Insomma, persino il Piano Triennale di Prevenzione della Corruzione approvato dall'amministrazione attiva non più tardi di quattro mesi fa sembra proprio parlare chiaro.

Le dichiarazioni di de Nardis E d’altra parte, si pone una questione di non poco conto in capo al dirigente Domenico de Nardis che, il 18 gennaio scorso [qui], all’atto della riorganizzazione della macchina amministrativa con la rotazione degli incarichi dirigenziali voluta dal sindaco, sebbene fosse a capo del Ctgs ha messo nero su bianco – con l’autodichiarazione d’insussistenza di cause di inconferibilità o incompatibilità ai sensi del decreto 39 - di “non aver svolto incarichi e ricoperto cariche in Enti di diritto privato regolati o finanziati dal Comune”.

Stando al decreto, dovrebbe aver sottoscritto una stessa autodichiarazione anche al momento di assumere l’incarico di amministratore del Ctgs.

Con la conseguenza che potremmo essere dinanzi a dichiarazioni mendaci, a dirlo con termini giuridici.
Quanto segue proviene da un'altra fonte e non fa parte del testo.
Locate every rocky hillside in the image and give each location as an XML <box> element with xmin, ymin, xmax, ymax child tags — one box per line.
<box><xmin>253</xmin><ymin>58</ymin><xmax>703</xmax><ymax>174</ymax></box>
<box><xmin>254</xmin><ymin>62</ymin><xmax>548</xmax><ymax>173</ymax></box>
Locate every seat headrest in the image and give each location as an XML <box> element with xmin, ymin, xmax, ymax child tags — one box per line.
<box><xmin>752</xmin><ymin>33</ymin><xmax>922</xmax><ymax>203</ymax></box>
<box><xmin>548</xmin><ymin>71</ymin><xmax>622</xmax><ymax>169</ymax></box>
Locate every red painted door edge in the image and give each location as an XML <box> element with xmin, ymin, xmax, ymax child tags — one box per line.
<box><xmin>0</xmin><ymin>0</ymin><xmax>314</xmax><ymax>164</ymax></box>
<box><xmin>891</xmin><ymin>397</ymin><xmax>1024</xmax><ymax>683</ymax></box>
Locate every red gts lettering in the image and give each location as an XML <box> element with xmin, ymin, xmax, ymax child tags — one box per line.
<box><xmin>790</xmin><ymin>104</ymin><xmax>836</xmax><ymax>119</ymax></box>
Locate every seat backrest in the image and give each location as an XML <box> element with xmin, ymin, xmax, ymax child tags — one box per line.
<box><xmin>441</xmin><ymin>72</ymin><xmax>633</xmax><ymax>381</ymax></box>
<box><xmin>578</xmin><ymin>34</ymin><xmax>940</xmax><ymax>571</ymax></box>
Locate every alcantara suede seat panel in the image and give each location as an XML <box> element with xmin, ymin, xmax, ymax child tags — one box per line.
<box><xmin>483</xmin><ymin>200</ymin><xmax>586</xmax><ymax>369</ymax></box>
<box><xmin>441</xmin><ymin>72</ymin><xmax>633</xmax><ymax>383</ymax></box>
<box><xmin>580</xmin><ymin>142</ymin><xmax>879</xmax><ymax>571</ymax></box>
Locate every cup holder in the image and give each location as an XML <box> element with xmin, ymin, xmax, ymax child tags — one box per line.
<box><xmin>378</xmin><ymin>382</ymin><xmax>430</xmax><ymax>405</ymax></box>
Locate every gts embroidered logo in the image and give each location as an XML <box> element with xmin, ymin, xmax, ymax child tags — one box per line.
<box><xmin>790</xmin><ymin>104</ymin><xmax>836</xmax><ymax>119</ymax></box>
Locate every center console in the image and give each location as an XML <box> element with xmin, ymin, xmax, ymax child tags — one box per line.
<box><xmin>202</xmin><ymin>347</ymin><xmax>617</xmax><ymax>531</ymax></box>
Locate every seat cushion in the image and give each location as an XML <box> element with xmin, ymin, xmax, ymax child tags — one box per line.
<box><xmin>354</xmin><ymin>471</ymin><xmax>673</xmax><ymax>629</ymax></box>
E comunque, non è chiaro come il dirigente potrà presentare una dichiarazione sull’insussistenza delle cause di incompatibilità in futuro, a dire che la sua posizione potrebbe farsi davvero delicata.

Lo ribadiamo: la vicenda è assai spinosa, e davvero si fa fatica a credere che l’amministrazione si sia cacciata su di un sentiero così scivoloso.

Il decreto 175/2016 Come detto, la segretaria comunale ha chiarito di non aver ancora valutato se la vicenda possa ricadere nella fattispecie prevista dal decreto legislativo 39 che abbiamo sviscerato o, piuttosto, nel dettato del decreto legislativo 175 del 2016, il testo unico in materia di società partecipate; anche in questo caso, la norma sembra parlare chiarissimo: all’articolo 11, comma 8, si legge che “gli amministratori delle società a controllo pubblico non possono essere dipendenti delle amministrazioni pubbliche controllanti o vigilanti”.

Pure nel merito del d.lgs 175 l’allora responsabile dell’anticorruzione ha interrogato l’Anac che, sul punto, ha risposto [qui], sebbene indirettamente, sottolineando di non avere espressa competenza in ordine alle violazioni; serve – ha sottolineato l’Autorità – un intervento diretto del Governo o del Parlamento “affinché sia individuato l’organismo competente alla verifica delle incompatibilità previste e siano stabilite le sanzioni per eventuali violazioni, visto che nemmeno queste sono state disciplinate dal decreto”. Pertanto, in assenza di una modifica normativa, l’Autorità ha deciso di “rimettere alle singole amministrazioni controllanti eventuali ipotesi di incompatibilità che dovessero emergere nella propria attività di vigilanza o consultiva”; insomma, dovrebbe essere la segretaria generale – nella sua veste di responsabile dell’anticorruzione – a procedere con la diffida affinché l’incompatibilità acclarata venga risolta.

Lo dicevamo: il decreto 175 non prevede sanzioni; tuttavia, in caso di ricorso al Tar da parte di soggetti con interesse diretto sugli atti istruiti dall’amministratore, stante l’incompatibilità, questi potrebbero essere considerati nulli e, comunque, resterebbe in capo al dirigente la responsabilità delle dichiarazioni rilasciate, sebbene riferibili al decreto 39. E’ chiaro, però, che le conseguenze sarebbero ben diverse, si procedesse in questo senso.